Da hätte die Stadtverwaltung beinahe einen teuren Fehler gemacht. Still und leise wollte sie die Werbeverträge mit dem Reklame-Riesen Ströer weiterlaufen lassen, obwohl ein glasklares Sonderkündigungsrecht einen Hebel für Neuverhandlungen bietet.

Erst als SPD und Linkspartei nachhakten, machten der zuständige Stadtbaurat Werner Wingenfeld und seine Leute die Vertragsklausel im Wirtschaftsausschuss überhaupt zum Thema. Allerdings bekamen die Politiker zu hören, der Hebel sei zu dünn, um von Ströer spürbare Nachbesserungen zu verlangen.

Unter dem öffentlichen Druck, der dann einsetzte, beauftragte die Verwaltung einen externen Fachmann mit der Prüfung der Klausel. Und siehe da - der Hebel ist doch dick genug. Um wie viel Geld es dabei gehen kann, zeigt ein Blick nach Münster: Dort kassiert die Stadt nach einer Neuausschreibung der Verträge eine Million Euro jährlich vom Ströer-Konkurrenten Wall. Bonn bekommt 800 000 Euro.

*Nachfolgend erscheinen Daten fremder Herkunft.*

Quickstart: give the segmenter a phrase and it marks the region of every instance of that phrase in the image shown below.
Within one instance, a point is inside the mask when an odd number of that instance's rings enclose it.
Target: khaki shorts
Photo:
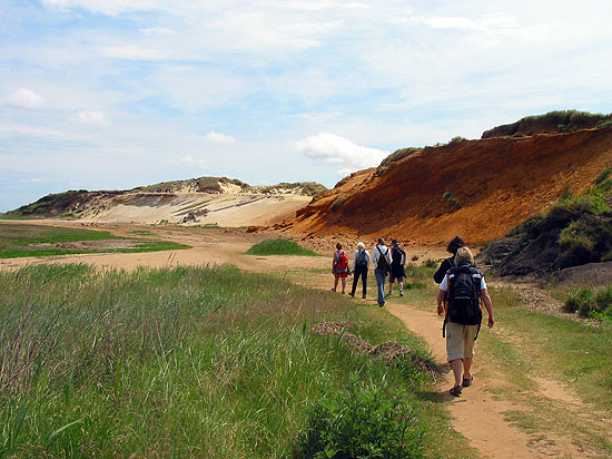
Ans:
[[[461,323],[446,323],[446,353],[448,362],[466,357],[474,357],[474,336],[478,325],[462,325]]]

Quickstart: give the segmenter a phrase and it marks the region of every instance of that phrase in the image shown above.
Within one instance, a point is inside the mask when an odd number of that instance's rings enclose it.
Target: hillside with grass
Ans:
[[[612,167],[612,126],[524,137],[454,138],[399,149],[298,211],[286,231],[470,244],[503,237]]]
[[[502,125],[483,133],[482,138],[523,137],[534,134],[571,133],[612,126],[612,114],[590,114],[579,110],[555,110],[544,115],[526,116],[516,123]]]

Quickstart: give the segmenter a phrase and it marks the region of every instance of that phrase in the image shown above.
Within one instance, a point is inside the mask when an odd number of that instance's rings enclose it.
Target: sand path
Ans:
[[[40,222],[36,222],[40,224]],[[58,224],[52,222],[50,224]],[[73,225],[62,222],[61,225]],[[103,226],[103,225],[100,225]],[[136,254],[83,254],[65,255],[42,258],[13,258],[0,260],[0,270],[19,268],[26,265],[41,263],[87,263],[97,266],[119,267],[134,270],[138,266],[172,267],[178,265],[205,265],[229,263],[237,267],[251,272],[296,272],[296,270],[320,270],[318,274],[310,276],[290,275],[294,281],[299,281],[309,286],[327,290],[332,284],[332,277],[327,273],[330,267],[328,257],[296,257],[296,256],[250,256],[245,252],[256,242],[274,237],[273,234],[247,234],[240,231],[228,230],[201,230],[180,227],[141,227],[136,225],[109,226],[119,235],[134,235],[135,230],[145,230],[151,233],[152,238],[164,238],[178,243],[193,245],[190,250],[136,253]],[[333,241],[328,242],[333,246]],[[332,248],[329,250],[332,253]],[[431,248],[411,248],[408,256],[443,256],[443,251]],[[325,270],[325,271],[324,271]],[[374,303],[373,300],[368,300]],[[441,319],[435,314],[435,299],[432,297],[431,310],[424,310],[418,304],[387,302],[388,311],[399,318],[412,332],[421,335],[430,345],[432,354],[437,362],[445,362],[445,342],[441,334]],[[447,394],[451,388],[451,375],[441,378],[437,389],[445,398],[453,418],[453,427],[470,440],[471,446],[480,451],[482,457],[495,459],[523,459],[523,458],[550,458],[550,457],[592,457],[581,451],[570,439],[560,438],[549,431],[525,431],[512,426],[505,418],[510,410],[527,409],[517,407],[490,392],[491,388],[503,385],[503,374],[495,371],[483,371],[475,359],[473,373],[474,384],[465,389],[464,395],[453,398]],[[546,397],[555,398],[556,394],[566,393],[556,390],[561,387],[554,380],[541,380],[541,392]],[[561,397],[561,395],[559,395]],[[569,414],[570,416],[570,414]]]

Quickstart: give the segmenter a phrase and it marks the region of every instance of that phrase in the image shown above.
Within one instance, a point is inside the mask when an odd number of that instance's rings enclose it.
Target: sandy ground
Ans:
[[[157,201],[152,199],[157,197]],[[182,193],[176,195],[152,195],[109,204],[108,208],[96,209],[85,219],[105,223],[146,223],[162,221],[180,223],[188,213],[198,215],[199,225],[263,226],[295,217],[298,208],[307,205],[312,197],[299,195],[213,194]],[[150,202],[149,202],[150,201]]]
[[[23,223],[18,222],[18,223]],[[79,222],[33,222],[36,224],[49,224],[62,226],[81,226]],[[154,234],[152,238],[164,238],[177,243],[189,244],[190,250],[136,253],[136,254],[95,254],[95,255],[66,255],[42,258],[14,258],[1,260],[1,270],[18,268],[24,265],[40,263],[87,263],[96,266],[118,267],[134,270],[138,266],[171,267],[178,265],[206,265],[230,263],[241,270],[253,272],[292,271],[299,268],[330,268],[330,256],[336,240],[307,240],[304,245],[310,244],[322,254],[329,256],[253,256],[245,252],[255,243],[277,235],[267,233],[246,233],[235,230],[205,230],[185,228],[172,226],[138,226],[138,225],[100,225],[100,228],[112,231],[118,235],[134,236],[135,230],[144,230]],[[352,243],[351,243],[352,244]],[[322,248],[323,247],[323,248]],[[408,260],[418,256],[421,260],[441,258],[445,255],[442,248],[408,247]],[[325,271],[317,277],[308,276],[306,281],[310,286],[327,290],[333,279]],[[368,300],[374,302],[374,300]],[[399,318],[407,329],[423,336],[431,346],[435,359],[445,363],[445,342],[441,336],[441,319],[435,314],[435,299],[432,297],[432,310],[423,311],[416,305],[406,303],[387,302],[388,311]],[[522,458],[550,458],[550,457],[590,457],[580,451],[570,439],[560,438],[552,432],[525,431],[512,426],[505,419],[510,410],[525,409],[509,403],[503,398],[495,397],[490,391],[495,387],[503,387],[503,377],[492,371],[483,371],[475,359],[473,373],[474,384],[464,390],[464,397],[455,399],[446,392],[452,385],[451,375],[441,378],[437,388],[447,399],[448,410],[453,417],[454,428],[470,440],[473,448],[483,457],[495,459],[522,459]],[[549,379],[536,381],[541,393],[557,400],[567,402],[567,393],[571,391],[559,382]],[[580,400],[575,394],[572,400]],[[569,411],[569,416],[571,416]]]

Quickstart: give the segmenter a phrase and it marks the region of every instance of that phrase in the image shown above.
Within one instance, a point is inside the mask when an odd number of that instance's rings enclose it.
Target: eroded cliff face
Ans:
[[[585,191],[611,166],[612,128],[411,149],[386,168],[346,177],[285,228],[415,244],[443,244],[458,234],[483,243],[563,193]]]

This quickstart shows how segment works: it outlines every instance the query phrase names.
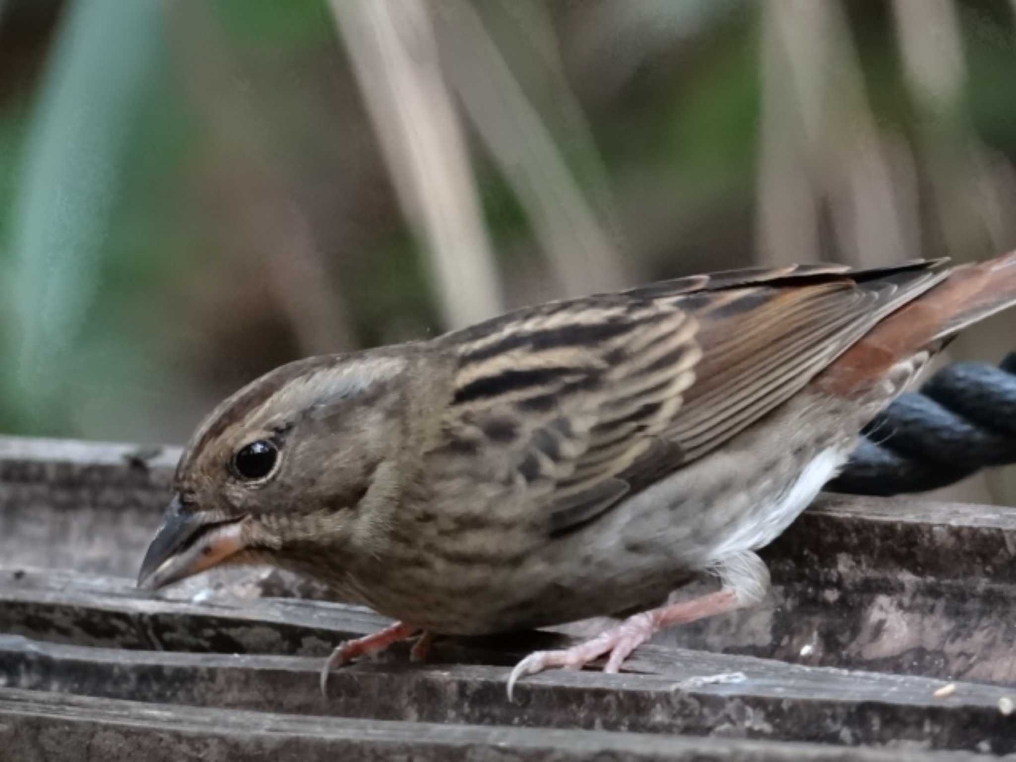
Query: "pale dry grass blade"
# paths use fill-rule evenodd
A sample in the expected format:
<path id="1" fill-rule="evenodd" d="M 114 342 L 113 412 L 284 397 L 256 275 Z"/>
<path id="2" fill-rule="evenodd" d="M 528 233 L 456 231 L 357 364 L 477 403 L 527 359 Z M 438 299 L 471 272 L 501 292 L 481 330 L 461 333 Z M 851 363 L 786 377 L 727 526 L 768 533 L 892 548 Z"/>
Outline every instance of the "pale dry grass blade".
<path id="1" fill-rule="evenodd" d="M 443 317 L 460 327 L 502 310 L 465 138 L 423 0 L 332 0 L 403 211 L 426 243 Z"/>
<path id="2" fill-rule="evenodd" d="M 809 156 L 809 146 L 818 143 L 819 99 L 796 94 L 786 84 L 795 72 L 777 28 L 778 12 L 773 3 L 762 11 L 762 113 L 755 178 L 757 257 L 773 266 L 813 261 L 820 251 L 820 189 Z M 819 46 L 813 55 L 823 50 Z M 812 81 L 800 85 L 815 87 Z"/>
<path id="3" fill-rule="evenodd" d="M 477 11 L 442 0 L 435 13 L 448 77 L 525 208 L 559 292 L 579 296 L 626 282 L 610 237 Z"/>
<path id="4" fill-rule="evenodd" d="M 785 57 L 788 76 L 782 86 L 789 88 L 790 108 L 807 141 L 797 153 L 770 148 L 766 171 L 788 172 L 792 177 L 800 170 L 785 163 L 772 167 L 772 160 L 806 157 L 811 182 L 829 208 L 840 258 L 855 265 L 876 265 L 913 256 L 919 229 L 912 162 L 905 144 L 876 124 L 842 7 L 833 2 L 769 0 L 765 12 L 772 24 L 767 34 L 778 41 L 771 45 L 778 45 Z M 773 82 L 767 96 L 777 86 Z M 764 111 L 778 108 L 778 104 L 766 106 Z M 763 145 L 763 158 L 765 149 Z M 760 180 L 761 192 L 771 182 L 775 181 Z M 798 181 L 791 197 L 802 193 Z M 766 211 L 764 204 L 760 208 Z M 786 220 L 763 219 L 761 227 L 767 230 L 778 221 Z M 799 247 L 814 238 L 811 217 L 806 216 L 804 230 Z M 772 249 L 766 236 L 773 235 L 761 237 L 764 251 Z"/>

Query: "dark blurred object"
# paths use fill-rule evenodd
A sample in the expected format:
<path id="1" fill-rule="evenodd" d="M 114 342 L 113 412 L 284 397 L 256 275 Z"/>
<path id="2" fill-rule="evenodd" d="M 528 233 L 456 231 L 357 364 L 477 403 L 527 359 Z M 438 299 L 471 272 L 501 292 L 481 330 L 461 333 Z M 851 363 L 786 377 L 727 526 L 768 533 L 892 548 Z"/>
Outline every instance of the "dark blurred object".
<path id="1" fill-rule="evenodd" d="M 999 368 L 954 363 L 904 394 L 863 432 L 828 490 L 854 495 L 926 492 L 994 465 L 1016 463 L 1016 353 Z"/>

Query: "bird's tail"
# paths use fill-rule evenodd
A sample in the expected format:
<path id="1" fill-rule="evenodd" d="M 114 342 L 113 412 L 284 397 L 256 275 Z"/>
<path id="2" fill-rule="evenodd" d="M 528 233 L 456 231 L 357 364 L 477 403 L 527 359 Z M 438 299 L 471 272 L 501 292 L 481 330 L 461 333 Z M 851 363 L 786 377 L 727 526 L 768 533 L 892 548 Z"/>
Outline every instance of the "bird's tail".
<path id="1" fill-rule="evenodd" d="M 841 355 L 821 386 L 840 394 L 861 388 L 893 365 L 928 352 L 985 318 L 1016 305 L 1016 251 L 954 267 L 940 283 L 887 315 Z"/>

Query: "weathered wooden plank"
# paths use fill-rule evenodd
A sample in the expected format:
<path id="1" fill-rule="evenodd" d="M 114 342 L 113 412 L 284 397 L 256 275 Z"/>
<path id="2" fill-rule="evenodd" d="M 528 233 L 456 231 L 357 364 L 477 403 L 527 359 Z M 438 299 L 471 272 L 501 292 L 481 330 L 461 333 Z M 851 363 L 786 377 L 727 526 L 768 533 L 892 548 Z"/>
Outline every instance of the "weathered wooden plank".
<path id="1" fill-rule="evenodd" d="M 1016 684 L 1016 509 L 826 495 L 763 557 L 761 606 L 659 642 Z"/>
<path id="2" fill-rule="evenodd" d="M 126 585 L 102 592 L 99 581 L 75 583 L 61 575 L 47 586 L 47 577 L 35 576 L 17 596 L 0 595 L 0 631 L 106 648 L 0 638 L 0 680 L 8 686 L 385 719 L 719 732 L 851 745 L 908 740 L 941 749 L 988 744 L 997 753 L 1016 751 L 1016 717 L 999 711 L 999 701 L 1016 692 L 997 686 L 959 683 L 952 695 L 936 697 L 942 682 L 926 678 L 659 646 L 636 652 L 629 666 L 637 674 L 552 672 L 526 679 L 513 704 L 505 697 L 505 665 L 535 645 L 521 636 L 438 641 L 428 665 L 410 665 L 399 649 L 378 663 L 336 672 L 325 702 L 316 680 L 321 656 L 342 637 L 383 620 L 310 601 L 173 604 L 132 594 Z M 78 588 L 86 592 L 75 594 Z M 251 655 L 266 653 L 316 658 Z M 732 675 L 739 678 L 711 682 Z"/>
<path id="3" fill-rule="evenodd" d="M 178 451 L 0 438 L 0 559 L 132 576 Z M 40 558 L 40 548 L 45 548 Z M 657 642 L 808 664 L 1016 684 L 1016 510 L 824 496 L 764 552 L 760 607 Z M 247 575 L 284 594 L 292 575 Z M 241 591 L 241 570 L 210 577 Z M 209 577 L 171 595 L 204 592 Z M 319 594 L 300 584 L 302 595 Z"/>
<path id="4" fill-rule="evenodd" d="M 430 722 L 300 717 L 228 709 L 0 689 L 0 749 L 9 759 L 78 762 L 335 759 L 566 762 L 741 760 L 916 762 L 974 759 L 919 749 L 843 749 L 812 744 L 634 733 L 482 727 Z"/>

Es ist völlig inakzeptabel, dass die Verwaltung das Thema derart schlampig behandelt hat - obwohl Bonn seit Jahren in einer Finanzkrise steckt. Und sie scheint weiterhin nicht gewillt zu sein, den Wirtschaftsausschuss vernünftig in die Ströer-Verhandlungen einzubinden. Die Fraktionen wollten die Forderungen an den Konzern mitformulieren, doch die Verwaltung ist längst vorgeprescht - ein Schlag ins Gesicht gerade jener Kommunalpolitiker, die den teuren Fehler verhindert haben.